The Eviction Lab’s newest data release shows that nearly 6 out of 100 renting households were threatened with eviction at least once during 2018. More than 3.6 million eviction cases were filed in that year, a similar number to the annual average of eviction filings between 2000 and 2018.
These new findings are part of a more extensive update to our existing national database of eviction lawsuits. While our original map was an effective tool in illuminating an invisible side of the country’s housing crisis, it was also limited, with some states and counties underrepresented, and others not represented at all.
This update to our National Eviction Map, available here, covers all 50 states and the District of Columbia more comprehensively. To achieve complete coverage across counties, we collected additional eviction records and annual reports on eviction filings from courts across the country. In the process, we expanded our coverage for two additional years, from 2016 to 2018.
Overall, an average of 3.6 million evictions were filed annually within the 19-year period that our data covers. The number of eviction filings grew steadily from 2000 to 2008, peaking in the years after the Great Recession. While filings have declined slightly from 2012 to 2018, filings during this period were still higher than they were from 2000 to 2005.
Despite aggregating more than 99 million eviction records and 30,000 county-level annual reports on eviction filings—representing an average of 2.6 million annual eviction filings—we were still missing reliable data for counties that were home to 33% of renting households. To overcome this challenge, we developed a statistical model that combined our different sources of data to estimate the annual prevalence of eviction filings and households threatened with eviction for the missing counties. Our models suggest that approximately 1 million more cases, on average, are filed each year than observed in the data we collected from the courts.
These estimates help confirm trends documented in our original map, including that eviction filing rates are consistently highest in the Southeastern United States. Some of the highest annual eviction filing rates are observed in Maryland, South Carolina, and Georgia, challenging conventional understandings of eviction risk as primarily a concern of high-cost or high-population metropolitan areas. The estimates also offer several new insights. First, although we estimated that 3.6 million eviction cases were filed in 2018 relative to 3.0 million in 2000, the eviction filing rate (number of filings per renting households) was lower in 2018 (7.8%) than in 2000 (8.4%). These seemingly contradictory trends are due to increases in the number of renting households during this period. This contributed to a curvilinear eviction filing rate, increasing from 2000 to 2008 before declining again in recent years. The rate of households threatened with at least one eviction filing followed a similar trend.
Second, these estimates allow users to know the number of unique households that receive at least one eviction filing a year, by using a new measure we call “households threatened with eviction.” With these data, we were able to show how state requirements that landlords provide notice to tenants before filing an eviction lawsuit, even if only a few days’ notice, are associated with lower eviction filings rates.
The ability to directly compare areas of high and low eviction filings within and across states can help evaluate the effects of state-level landlord tenant laws and county-level eviction policies. Because these data are statistical estimates, they include 95% credible intervals, which represent uncertainty around the estimates.
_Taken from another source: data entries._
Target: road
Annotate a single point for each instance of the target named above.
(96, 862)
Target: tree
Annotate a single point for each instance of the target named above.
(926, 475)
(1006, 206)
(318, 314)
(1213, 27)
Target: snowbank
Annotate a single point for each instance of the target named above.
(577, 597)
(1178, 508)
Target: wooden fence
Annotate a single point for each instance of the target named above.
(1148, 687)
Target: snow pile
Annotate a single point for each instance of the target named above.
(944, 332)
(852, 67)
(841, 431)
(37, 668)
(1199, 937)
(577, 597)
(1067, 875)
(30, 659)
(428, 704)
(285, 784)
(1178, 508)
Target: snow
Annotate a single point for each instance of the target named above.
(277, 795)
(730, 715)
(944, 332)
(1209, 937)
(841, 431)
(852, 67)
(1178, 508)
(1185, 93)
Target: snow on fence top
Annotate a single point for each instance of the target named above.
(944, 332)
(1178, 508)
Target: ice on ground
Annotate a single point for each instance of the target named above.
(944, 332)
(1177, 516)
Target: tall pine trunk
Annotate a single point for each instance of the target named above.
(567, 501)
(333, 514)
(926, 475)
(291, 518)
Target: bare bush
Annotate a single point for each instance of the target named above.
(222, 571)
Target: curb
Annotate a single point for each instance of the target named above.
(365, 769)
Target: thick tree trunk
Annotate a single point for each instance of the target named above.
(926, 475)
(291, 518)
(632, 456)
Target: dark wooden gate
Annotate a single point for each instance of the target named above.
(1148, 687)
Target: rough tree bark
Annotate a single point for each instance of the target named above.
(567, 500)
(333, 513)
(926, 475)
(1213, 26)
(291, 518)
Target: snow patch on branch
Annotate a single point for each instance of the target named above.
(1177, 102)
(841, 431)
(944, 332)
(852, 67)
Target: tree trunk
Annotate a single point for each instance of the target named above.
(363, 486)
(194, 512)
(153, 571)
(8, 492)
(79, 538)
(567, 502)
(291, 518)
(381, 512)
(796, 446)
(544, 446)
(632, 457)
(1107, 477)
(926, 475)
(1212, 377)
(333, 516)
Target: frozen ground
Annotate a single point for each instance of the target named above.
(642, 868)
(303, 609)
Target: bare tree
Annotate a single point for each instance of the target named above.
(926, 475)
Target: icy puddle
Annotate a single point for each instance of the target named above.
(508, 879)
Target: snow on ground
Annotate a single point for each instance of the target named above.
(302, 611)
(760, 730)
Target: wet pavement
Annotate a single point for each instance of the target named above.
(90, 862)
We explain how these estimates differ from the original map and show how to interpret the estimates and credible intervals here.
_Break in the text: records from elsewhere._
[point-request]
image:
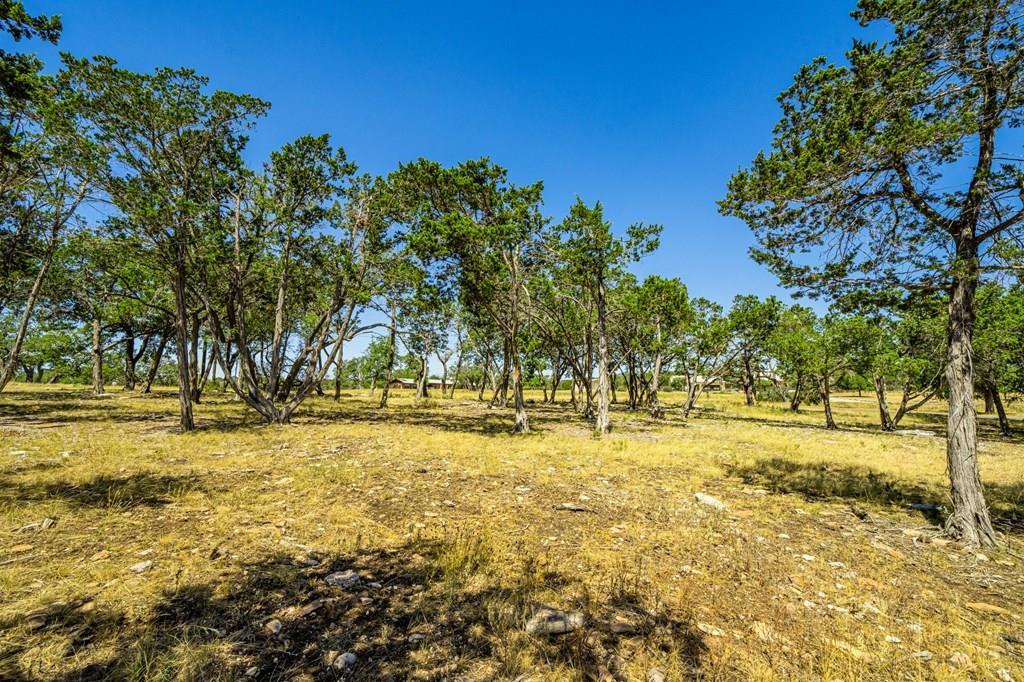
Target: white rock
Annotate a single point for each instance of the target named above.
(547, 621)
(346, 659)
(343, 579)
(710, 501)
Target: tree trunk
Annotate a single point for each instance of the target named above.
(521, 423)
(824, 390)
(970, 520)
(97, 356)
(10, 364)
(750, 392)
(181, 343)
(880, 392)
(130, 359)
(1000, 410)
(796, 399)
(158, 356)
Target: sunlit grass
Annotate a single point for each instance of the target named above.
(457, 520)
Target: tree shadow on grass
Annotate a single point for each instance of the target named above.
(139, 489)
(427, 610)
(827, 480)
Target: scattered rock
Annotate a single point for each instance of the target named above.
(710, 630)
(655, 675)
(960, 659)
(547, 621)
(987, 608)
(38, 525)
(623, 627)
(859, 654)
(343, 579)
(763, 631)
(571, 506)
(346, 659)
(310, 607)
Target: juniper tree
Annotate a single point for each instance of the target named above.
(891, 171)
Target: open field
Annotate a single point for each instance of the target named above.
(818, 569)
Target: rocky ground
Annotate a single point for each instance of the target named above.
(425, 543)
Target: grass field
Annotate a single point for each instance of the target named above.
(203, 556)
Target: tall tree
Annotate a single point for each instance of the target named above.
(596, 257)
(887, 168)
(174, 148)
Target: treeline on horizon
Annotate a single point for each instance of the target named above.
(134, 233)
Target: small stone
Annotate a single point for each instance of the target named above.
(988, 608)
(547, 621)
(710, 501)
(310, 607)
(346, 659)
(710, 630)
(655, 675)
(571, 506)
(623, 627)
(343, 579)
(763, 631)
(960, 659)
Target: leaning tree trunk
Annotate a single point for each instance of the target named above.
(880, 390)
(130, 358)
(824, 390)
(653, 403)
(10, 363)
(603, 423)
(158, 356)
(97, 356)
(969, 520)
(750, 391)
(1000, 410)
(181, 343)
(796, 399)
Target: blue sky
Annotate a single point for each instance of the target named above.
(647, 107)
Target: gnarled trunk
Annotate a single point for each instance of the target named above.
(97, 356)
(880, 391)
(970, 520)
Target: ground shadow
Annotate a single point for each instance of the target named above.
(419, 611)
(828, 480)
(139, 489)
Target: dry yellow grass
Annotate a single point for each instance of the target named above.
(456, 521)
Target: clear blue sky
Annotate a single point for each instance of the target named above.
(647, 107)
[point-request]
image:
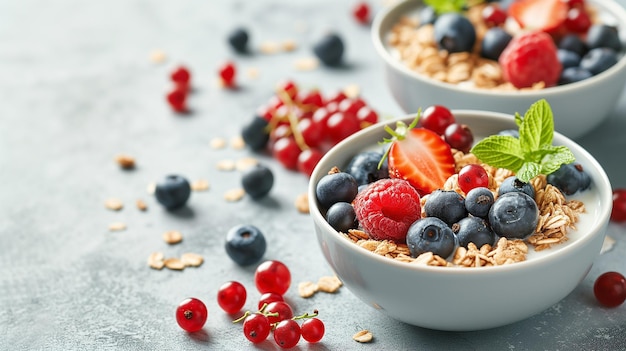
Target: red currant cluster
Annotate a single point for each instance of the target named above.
(272, 279)
(440, 120)
(177, 96)
(300, 126)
The estimates of eviction filings and households threatened with eviction displayed on the map can be downloaded here. We published the creation of these estimates and the trends we discuss here in the Proceedings of the National Academy of Sciences. We provide a full description of our methodology here. The statistical code and full model output can be downloaded here.
We hope these new data help expand the ongoing debate surrounding access to affordable housing and facilitate research on the prevalence, causes, and consequences of eviction. More than that, we want this database to be a tool to empower our communities, housing advocates, and policymakers to solve the housing challenges renting households are experiencing across the country.